Era a primeira viagem internacional de Helena. Desde os 14 anos, quando começou a estudar francês, ela sonhava em fazer um intercâmbio. Seu sonho se tornou realidade dois anos mais tarde, quando finalmente seus pais lhe deram permissão para realizar a sua jornada.

A superproteção parental tinha um motivo: ela nasceu prematura, e quase não sobreviveu ao parto. Desde então, o medo de perdê-la era tão grande que Clarice e Fábio insistiam em mantê-la sempre por perto. Até chegar o dia da temida separação.

O voo estava marcado para as 21h. No entanto, na tentativa de permanecer reunida o máximo de tempo possível, antes de um longo afastamento, a família acabou perdendo noção do tempo e entrou no aeroporto em cima da hora.
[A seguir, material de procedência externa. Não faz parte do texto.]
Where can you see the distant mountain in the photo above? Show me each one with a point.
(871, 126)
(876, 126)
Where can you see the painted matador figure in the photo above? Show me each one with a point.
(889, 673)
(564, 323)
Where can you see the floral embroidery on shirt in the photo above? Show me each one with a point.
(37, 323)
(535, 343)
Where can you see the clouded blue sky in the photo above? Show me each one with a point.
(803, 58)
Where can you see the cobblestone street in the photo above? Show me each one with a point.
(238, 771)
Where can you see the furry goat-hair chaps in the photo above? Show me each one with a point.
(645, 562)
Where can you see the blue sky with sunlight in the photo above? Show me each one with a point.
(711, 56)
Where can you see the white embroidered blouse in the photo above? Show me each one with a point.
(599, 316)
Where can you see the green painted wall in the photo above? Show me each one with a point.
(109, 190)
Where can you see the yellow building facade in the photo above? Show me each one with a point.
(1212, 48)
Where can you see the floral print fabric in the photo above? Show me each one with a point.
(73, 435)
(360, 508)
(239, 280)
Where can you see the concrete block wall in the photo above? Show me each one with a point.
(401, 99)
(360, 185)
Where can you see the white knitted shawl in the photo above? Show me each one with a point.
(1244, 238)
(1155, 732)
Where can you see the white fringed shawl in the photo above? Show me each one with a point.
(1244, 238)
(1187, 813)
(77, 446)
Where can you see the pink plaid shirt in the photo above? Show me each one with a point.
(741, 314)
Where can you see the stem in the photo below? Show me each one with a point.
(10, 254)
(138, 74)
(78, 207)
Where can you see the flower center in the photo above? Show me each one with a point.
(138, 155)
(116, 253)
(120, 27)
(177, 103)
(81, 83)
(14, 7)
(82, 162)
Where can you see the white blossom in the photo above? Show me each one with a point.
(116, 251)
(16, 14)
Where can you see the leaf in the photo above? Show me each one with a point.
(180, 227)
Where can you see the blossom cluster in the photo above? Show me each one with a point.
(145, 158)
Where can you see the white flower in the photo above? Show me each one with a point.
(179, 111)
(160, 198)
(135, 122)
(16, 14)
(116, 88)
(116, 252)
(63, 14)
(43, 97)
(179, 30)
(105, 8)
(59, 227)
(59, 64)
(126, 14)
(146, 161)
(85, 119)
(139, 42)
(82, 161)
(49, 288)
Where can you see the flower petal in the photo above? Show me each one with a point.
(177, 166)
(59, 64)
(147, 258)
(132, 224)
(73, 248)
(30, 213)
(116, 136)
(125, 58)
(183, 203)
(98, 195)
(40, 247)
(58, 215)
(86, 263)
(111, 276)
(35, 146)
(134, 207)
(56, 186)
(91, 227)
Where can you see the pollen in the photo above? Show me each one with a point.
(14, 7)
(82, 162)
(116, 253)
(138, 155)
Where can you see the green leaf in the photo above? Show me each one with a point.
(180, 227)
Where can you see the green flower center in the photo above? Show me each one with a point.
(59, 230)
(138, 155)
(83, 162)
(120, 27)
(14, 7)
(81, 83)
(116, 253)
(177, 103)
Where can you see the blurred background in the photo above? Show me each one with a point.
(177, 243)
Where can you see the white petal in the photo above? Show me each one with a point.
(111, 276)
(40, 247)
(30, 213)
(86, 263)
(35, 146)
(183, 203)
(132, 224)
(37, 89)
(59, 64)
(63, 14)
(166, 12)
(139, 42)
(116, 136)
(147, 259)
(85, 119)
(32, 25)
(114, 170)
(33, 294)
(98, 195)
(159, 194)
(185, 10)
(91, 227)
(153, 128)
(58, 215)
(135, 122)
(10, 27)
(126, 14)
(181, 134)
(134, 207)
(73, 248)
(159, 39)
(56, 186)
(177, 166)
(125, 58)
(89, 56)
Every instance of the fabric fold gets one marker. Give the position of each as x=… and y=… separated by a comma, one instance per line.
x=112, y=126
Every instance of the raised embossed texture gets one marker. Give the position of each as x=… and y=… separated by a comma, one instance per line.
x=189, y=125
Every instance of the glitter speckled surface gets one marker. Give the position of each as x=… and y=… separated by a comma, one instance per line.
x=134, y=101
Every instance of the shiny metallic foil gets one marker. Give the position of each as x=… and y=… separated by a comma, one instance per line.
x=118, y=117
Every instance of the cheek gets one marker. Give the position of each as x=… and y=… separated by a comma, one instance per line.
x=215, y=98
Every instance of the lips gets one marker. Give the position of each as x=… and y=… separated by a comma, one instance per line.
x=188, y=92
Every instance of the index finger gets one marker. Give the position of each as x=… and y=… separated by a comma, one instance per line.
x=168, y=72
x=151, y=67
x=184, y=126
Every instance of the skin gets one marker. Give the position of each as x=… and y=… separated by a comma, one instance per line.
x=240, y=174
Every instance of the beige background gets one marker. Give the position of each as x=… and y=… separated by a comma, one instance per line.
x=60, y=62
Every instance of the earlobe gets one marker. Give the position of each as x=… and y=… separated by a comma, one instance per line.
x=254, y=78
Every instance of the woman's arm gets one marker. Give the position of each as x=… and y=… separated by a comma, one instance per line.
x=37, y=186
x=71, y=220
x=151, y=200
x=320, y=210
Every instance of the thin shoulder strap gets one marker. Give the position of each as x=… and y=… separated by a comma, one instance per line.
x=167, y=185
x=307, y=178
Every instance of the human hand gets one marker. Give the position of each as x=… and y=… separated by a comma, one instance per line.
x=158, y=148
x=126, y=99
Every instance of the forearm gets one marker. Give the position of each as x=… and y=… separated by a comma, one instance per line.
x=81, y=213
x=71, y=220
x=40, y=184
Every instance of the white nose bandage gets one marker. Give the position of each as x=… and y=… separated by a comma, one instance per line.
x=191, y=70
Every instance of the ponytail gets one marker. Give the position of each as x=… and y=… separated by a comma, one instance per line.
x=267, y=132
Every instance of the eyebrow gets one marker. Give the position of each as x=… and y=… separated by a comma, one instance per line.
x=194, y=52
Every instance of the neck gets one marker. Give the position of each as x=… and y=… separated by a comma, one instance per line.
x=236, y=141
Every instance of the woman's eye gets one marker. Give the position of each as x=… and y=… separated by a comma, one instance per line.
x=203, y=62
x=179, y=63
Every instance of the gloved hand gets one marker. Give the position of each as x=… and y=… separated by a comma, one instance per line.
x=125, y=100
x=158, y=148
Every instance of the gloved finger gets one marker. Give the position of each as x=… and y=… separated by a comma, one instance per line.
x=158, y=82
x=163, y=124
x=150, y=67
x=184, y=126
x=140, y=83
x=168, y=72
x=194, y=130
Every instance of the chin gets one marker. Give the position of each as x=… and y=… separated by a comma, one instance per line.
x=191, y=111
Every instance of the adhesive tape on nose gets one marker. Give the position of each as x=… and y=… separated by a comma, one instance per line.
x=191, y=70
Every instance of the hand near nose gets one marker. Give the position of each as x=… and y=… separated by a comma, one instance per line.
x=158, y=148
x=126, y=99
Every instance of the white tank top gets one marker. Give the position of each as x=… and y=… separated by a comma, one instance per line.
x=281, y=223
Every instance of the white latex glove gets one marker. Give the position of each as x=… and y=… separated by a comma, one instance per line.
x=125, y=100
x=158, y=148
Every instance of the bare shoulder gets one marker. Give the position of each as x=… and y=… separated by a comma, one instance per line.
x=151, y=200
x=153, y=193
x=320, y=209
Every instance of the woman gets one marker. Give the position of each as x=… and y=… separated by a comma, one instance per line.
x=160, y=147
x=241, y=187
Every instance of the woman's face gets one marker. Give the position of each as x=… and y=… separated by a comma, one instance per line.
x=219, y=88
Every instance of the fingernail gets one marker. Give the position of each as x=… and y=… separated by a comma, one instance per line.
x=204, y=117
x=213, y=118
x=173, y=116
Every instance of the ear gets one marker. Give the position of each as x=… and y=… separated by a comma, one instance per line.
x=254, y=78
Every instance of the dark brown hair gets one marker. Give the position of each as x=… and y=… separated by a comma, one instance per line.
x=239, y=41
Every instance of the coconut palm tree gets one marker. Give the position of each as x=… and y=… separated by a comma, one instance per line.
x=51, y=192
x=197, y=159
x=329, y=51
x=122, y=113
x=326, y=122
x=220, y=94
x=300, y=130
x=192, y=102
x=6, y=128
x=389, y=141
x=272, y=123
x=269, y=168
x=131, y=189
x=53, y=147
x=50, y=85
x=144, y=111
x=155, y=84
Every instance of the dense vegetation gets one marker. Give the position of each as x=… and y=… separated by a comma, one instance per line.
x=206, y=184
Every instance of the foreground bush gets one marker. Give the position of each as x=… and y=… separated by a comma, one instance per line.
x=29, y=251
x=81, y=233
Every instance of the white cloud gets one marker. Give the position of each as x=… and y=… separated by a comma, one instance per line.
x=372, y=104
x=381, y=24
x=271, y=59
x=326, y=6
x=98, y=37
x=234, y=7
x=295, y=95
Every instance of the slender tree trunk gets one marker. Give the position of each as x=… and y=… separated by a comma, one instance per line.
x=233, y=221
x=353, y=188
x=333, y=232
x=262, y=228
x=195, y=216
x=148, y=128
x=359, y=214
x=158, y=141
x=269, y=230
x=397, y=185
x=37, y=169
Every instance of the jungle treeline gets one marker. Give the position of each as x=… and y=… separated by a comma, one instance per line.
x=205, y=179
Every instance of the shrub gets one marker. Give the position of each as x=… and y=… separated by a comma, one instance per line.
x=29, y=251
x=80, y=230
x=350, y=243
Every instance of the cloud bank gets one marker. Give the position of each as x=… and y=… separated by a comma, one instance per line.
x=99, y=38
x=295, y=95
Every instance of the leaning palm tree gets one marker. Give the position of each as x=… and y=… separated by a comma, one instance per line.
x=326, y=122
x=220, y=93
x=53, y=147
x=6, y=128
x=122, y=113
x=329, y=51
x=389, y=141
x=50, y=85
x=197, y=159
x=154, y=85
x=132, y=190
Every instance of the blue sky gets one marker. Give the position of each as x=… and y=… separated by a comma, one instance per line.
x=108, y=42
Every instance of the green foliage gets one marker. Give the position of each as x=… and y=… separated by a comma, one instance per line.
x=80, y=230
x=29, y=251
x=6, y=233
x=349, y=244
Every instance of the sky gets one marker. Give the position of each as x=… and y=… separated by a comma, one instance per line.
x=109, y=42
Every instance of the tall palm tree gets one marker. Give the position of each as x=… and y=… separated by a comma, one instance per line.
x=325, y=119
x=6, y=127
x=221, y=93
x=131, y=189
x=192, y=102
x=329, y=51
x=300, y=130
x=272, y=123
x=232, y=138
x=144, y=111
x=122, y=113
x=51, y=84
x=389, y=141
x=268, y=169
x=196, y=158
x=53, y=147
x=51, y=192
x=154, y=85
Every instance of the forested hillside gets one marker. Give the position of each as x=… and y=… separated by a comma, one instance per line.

Na despedida, Clarice, muito religiosa, entregou à filha um delicado colar de ouro, cujo pingente tinha o formato de uma cruz. “Esse colar esteve comigo nos momentos de maior necessidade, e vai protegê-la também”, disse a mulher, chorosa, despedindo-se da menina.

Após horas de voo que lhe pareceram intermináveis, ela pousou no seu destino. Estava na França, pronta para passar os próximos seis meses de sua vida. Ao sair do avião, ela percebeu que estava em outra realidade. Só naquele instante, ela se deu conta de que aquilo estava acontecendo de verdade.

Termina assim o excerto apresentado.